Golden Ratio

We say two quantities are in the golden ratio if their ratio is equivalent to the ratio of the sum of the quantities to the larger of the two quantities. It is obtained by dividing a line into two parts such that the longer part divided by the smaller part is also equal to the whole length divided by the longer part:

The golden ratio

The golden ratio, also called the golden number, divine proportion, etc., has a very close association with the Fibonacci sequence. It is often represented by the Greek letter phi, $\varphi$ or $\phi$. For the sake of uniformity, we shall denote the golden ratio by $\phi$.

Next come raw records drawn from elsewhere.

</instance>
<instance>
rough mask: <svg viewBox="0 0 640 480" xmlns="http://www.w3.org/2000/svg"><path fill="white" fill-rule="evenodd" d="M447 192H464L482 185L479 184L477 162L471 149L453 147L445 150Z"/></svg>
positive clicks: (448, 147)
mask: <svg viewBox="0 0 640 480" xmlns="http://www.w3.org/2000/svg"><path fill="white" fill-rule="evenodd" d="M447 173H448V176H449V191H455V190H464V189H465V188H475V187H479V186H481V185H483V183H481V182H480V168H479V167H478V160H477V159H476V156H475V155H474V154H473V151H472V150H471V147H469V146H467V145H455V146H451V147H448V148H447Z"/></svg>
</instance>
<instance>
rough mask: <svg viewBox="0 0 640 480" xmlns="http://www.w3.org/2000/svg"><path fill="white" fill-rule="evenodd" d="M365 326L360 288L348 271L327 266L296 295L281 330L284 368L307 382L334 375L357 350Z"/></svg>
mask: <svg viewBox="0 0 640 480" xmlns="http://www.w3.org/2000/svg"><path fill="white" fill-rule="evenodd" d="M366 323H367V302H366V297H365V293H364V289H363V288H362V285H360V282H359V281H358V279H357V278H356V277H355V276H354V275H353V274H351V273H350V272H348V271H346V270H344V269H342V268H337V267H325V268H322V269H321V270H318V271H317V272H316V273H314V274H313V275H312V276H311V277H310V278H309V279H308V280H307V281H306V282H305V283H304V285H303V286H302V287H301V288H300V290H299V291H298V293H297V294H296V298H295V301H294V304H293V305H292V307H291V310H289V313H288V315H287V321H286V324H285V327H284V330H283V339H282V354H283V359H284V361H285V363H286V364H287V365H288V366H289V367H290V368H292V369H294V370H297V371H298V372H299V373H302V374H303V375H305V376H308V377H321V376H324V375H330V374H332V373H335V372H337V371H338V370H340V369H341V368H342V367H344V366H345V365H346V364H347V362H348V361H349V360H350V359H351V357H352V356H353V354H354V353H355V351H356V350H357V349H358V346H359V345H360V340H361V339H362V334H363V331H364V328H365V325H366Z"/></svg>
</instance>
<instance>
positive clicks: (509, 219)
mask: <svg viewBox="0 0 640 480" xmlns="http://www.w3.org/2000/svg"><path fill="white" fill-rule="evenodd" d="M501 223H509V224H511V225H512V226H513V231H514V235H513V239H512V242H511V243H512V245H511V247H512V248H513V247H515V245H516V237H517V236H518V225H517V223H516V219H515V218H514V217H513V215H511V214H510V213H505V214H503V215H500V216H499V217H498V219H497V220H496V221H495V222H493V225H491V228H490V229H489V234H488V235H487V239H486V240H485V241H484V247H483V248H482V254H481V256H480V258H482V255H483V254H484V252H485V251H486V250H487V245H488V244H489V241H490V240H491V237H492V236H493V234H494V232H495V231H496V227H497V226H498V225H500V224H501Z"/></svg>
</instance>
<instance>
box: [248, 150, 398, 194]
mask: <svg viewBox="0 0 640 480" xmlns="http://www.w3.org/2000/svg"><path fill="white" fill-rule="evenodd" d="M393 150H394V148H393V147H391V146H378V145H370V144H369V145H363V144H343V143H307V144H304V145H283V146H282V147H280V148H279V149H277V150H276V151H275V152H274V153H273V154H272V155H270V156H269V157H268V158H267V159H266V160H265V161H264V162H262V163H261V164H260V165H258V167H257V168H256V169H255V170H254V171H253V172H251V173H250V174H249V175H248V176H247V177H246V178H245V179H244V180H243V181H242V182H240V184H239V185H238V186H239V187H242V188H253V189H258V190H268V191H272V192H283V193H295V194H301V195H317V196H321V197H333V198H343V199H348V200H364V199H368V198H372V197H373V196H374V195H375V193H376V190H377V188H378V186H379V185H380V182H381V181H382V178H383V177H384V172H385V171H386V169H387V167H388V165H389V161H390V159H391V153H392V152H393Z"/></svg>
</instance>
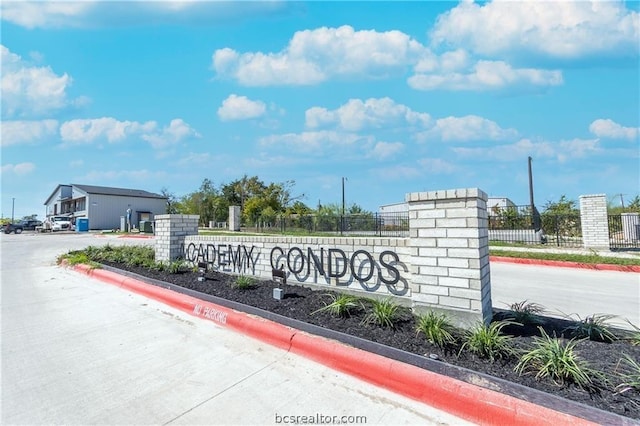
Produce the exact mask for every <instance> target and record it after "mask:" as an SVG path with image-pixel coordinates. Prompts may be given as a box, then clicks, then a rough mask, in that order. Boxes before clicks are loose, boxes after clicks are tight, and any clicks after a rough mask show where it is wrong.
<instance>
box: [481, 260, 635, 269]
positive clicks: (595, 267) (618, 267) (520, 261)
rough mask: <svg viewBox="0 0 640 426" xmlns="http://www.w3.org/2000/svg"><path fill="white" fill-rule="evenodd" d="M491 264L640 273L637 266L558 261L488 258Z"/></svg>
mask: <svg viewBox="0 0 640 426" xmlns="http://www.w3.org/2000/svg"><path fill="white" fill-rule="evenodd" d="M489 260H490V261H491V262H506V263H519V264H522V265H541V266H555V267H561V268H580V269H592V270H597V271H618V272H640V266H638V265H610V264H607V263H580V262H565V261H560V260H542V259H523V258H519V257H505V256H489Z"/></svg>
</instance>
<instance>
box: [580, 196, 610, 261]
mask: <svg viewBox="0 0 640 426" xmlns="http://www.w3.org/2000/svg"><path fill="white" fill-rule="evenodd" d="M580 223H581V226H582V244H583V245H584V248H592V249H607V250H608V249H609V217H608V216H607V196H606V195H605V194H596V195H581V196H580Z"/></svg>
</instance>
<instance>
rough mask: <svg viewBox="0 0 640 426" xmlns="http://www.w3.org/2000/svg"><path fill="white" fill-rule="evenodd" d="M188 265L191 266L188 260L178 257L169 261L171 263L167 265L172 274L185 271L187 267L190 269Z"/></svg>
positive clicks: (178, 272) (170, 271) (169, 272)
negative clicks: (177, 257)
mask: <svg viewBox="0 0 640 426" xmlns="http://www.w3.org/2000/svg"><path fill="white" fill-rule="evenodd" d="M188 267H189V264H188V263H187V262H185V261H184V260H182V259H177V260H174V261H171V262H169V265H168V266H167V271H168V272H169V273H170V274H179V273H181V272H184V271H185V270H186V269H188Z"/></svg>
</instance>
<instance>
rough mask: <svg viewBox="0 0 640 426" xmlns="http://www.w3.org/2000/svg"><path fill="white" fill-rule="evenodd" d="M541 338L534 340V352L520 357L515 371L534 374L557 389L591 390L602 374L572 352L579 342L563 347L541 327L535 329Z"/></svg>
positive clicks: (567, 343)
mask: <svg viewBox="0 0 640 426" xmlns="http://www.w3.org/2000/svg"><path fill="white" fill-rule="evenodd" d="M538 329H539V330H540V333H541V337H538V336H536V337H534V342H535V343H534V348H533V349H532V350H530V351H529V352H526V353H525V354H523V355H522V356H521V357H520V361H519V362H518V364H517V365H516V367H515V371H516V372H517V373H519V374H521V375H522V374H524V373H526V372H528V371H533V372H535V373H536V379H541V378H549V379H551V380H552V381H553V382H554V383H555V384H556V385H558V386H563V385H565V384H567V383H575V384H576V385H578V386H581V387H583V388H590V387H592V386H593V379H594V378H596V377H598V378H601V377H602V375H601V373H599V372H597V371H595V370H593V369H591V368H589V367H588V365H587V364H586V363H585V361H583V360H582V359H581V358H580V357H579V356H578V355H577V354H576V353H575V351H574V349H575V347H576V345H577V344H578V342H579V340H576V339H571V340H569V341H568V342H566V343H564V342H563V341H561V340H560V339H558V338H555V337H554V338H551V337H549V335H548V334H547V333H546V332H545V331H544V329H543V328H542V327H538Z"/></svg>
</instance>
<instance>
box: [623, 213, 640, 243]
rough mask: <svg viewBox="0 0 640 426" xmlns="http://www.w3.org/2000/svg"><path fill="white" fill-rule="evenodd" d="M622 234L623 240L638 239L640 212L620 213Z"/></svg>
mask: <svg viewBox="0 0 640 426" xmlns="http://www.w3.org/2000/svg"><path fill="white" fill-rule="evenodd" d="M620 219H621V220H622V236H623V238H624V240H625V241H638V240H640V214H638V213H622V214H621V215H620Z"/></svg>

We say two quantities $a$ and $b$, where $a>b$, are in the golden ratio, if

$$\frac{a}{b}=\frac{a+b}{a}.$$

In this section, we will try to evaluate the numerical value of the golden number or the golden ratio. We know that two quantities $a$ and $b$, where $a>b$, are in the golden ratio, if

$$\phi=\frac{a}{b}=\frac{a+b}{a}.$$

Then, we have

$$\begin{aligned} \phi=\frac{a}{b} & =\frac{a+b}{a} \\ & =1+\frac{b}{a} \\ & =1+\frac{1}{\phi} \qquad \left(\text{since } \frac{a}{b}=\phi\right) \\ \Rightarrow \phi &=\frac{\phi+1}{\phi} \\ \Rightarrow \phi^2-\phi -1 &= 0. \end{aligned}$$

The last equation, being a quadratic equation, has its roots given by the quadratic formula as

$$\begin{aligned} \phi & =\frac{1\pm\sqrt{(-1)^2-4\cdot(-1)\cdot1}}{2} \\ & = \frac{1\pm\sqrt{5}}{2}. \end{aligned}$$

But since the ratio is always positive,

$$\phi=\frac{\sqrt5+1}{2}\approx 1.61803.$$

The golden ratio can be expressed as a beautiful infinite continued fraction:

$$\displaystyle \phi = 1+ \cfrac{1}{1+\cfrac{1}{1+\cfrac{1}{\ddots}}}$$

The golden ratio, or simply the golden number, is a very special number and can be found in some very beautiful nested functions. Some of them are discussed below.

$$\phi=\sqrt{1+\sqrt{1+\sqrt{1+\cdots}}}$$

Let

$$\sqrt{1+\sqrt{1+\sqrt{1+\cdots}}} =x.$$

Then

$$\begin{aligned} \sqrt{1+x} &= x \\ 1+x &=x^2 \\ x^2-x-1 &= 0. \end{aligned}$$

Note that this is the equation which has roots $\frac{1\pm\sqrt{5}}{2}$. But since the radical is positive,

$$x=\frac{\sqrt{5}+1}{2}=\phi. \ _\square$$

$$\phi = \sqrt{2+\sqrt{2-\sqrt{2+\sqrt{2-\sqrt{2+ \cdots }}}}}$$

Let $x=\sqrt{a-\sqrt{a+\sqrt{a-\sqrt{a+\cdots}}}}$ and $y=\sqrt{a+\sqrt{a-\sqrt{a+\sqrt{a-\sqrt{a+\cdots}}}}},$ then

$$\begin{aligned} x^2&=a-y &\qquad (1)\\ y^2&=a+x. &\qquad (2) \end{aligned}$$

Eliminating $a$ from (1) and (2), we get $x=y-1$. Now, putting this in (1) gives

$$y^2-y+(1-a)=0 \implies y=\frac{1+\sqrt{4a-3}}{2}.$$

Now, putting $a$ = 2, we get the given nested radical. $_\square$